⽇本では不妊症の⼥性患者さまが約50万⼈、妊娠することはできるが流産や死産を繰り返す『不育』』という病気があり、不育症患者は約30〜50万⼈いると考えられていますが、それぞれ約半数が原因不明のため治療が難しく、そのために適切な治療法が選べないことがあげられます。少⼦化が進む⽇本において重要な社会課題となっています。
当院は2023年2月にネオセルフ抗体検査を導入しました。
着床不全や不育症の原因の1つに「抗リン脂質抗体症候群」があります。
これは血中に抗リン脂質抗体とよばれる自己抗体が存在し、さまざまな部位の血流を悪化させ、血栓ができやすいため血栓症や習慣流産などをきたす疾患です。抗リン脂質抗体症候群の検査で陰性であっても臨床的に抗リン脂質抗体症候群を疑う例が少なくありません。未知の抗リン脂質抗体があるのではないかということで神戸大と大阪大の研究グループによって発見されたのが「β2GPIネオセルフ抗体」です。

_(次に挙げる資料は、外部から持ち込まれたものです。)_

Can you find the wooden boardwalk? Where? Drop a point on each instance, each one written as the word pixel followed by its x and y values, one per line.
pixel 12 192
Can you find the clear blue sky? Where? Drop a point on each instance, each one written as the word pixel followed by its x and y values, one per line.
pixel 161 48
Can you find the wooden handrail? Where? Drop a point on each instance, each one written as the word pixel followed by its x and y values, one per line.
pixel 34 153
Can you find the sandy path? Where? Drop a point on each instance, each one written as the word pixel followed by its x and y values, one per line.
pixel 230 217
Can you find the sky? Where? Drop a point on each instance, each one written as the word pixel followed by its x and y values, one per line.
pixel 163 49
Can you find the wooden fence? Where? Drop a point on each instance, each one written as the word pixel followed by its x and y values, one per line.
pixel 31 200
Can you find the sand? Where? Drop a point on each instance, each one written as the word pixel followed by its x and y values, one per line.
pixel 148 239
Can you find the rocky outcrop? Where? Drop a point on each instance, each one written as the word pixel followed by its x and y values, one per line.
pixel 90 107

ネオセルフ抗体検査は、ネオセルフ抗体が原因と考えられる不育症に対する治療法が見つかったことにより、これまで原因が分からず治療を受けることができなかった不育症カップルに元気な赤ちゃんが産まれるチャンスが増すと考えられます。また、過去の研究で、ネオセルフ抗体が不妊症にも関係していることが分かっており、不育症だけでなく原因が分からない不妊症においても適切な治療が選択できるようになる可能性があります。こちら
検査の対象者は?
・不妊症の方(特に反復着床不全、子宮内膜症)
・不育症の方(反復流産、習慣流産)
・血栓症の方
上記以外にも検査が有効な可能性があります。
検査結果はいつわかる?
採血から結果判定まで3週間程度です。
血栓を予防する治療の詳細情報は?
血流障害や血栓予防の目的で、低用量アスピリン療法やヘパリン療法を実施することにより生児獲得率が上昇したという研究結果が出ています。
費用 37,500円
※検査方法は採血です。
※保険適用外の検査のため、保険診療と併用することはできません。
※その後の治療でARTを希望される場合、これまで保険診療でのARTをされてきた方は自費の採卵からスタートになります。詳しくは診察室でご相談ください。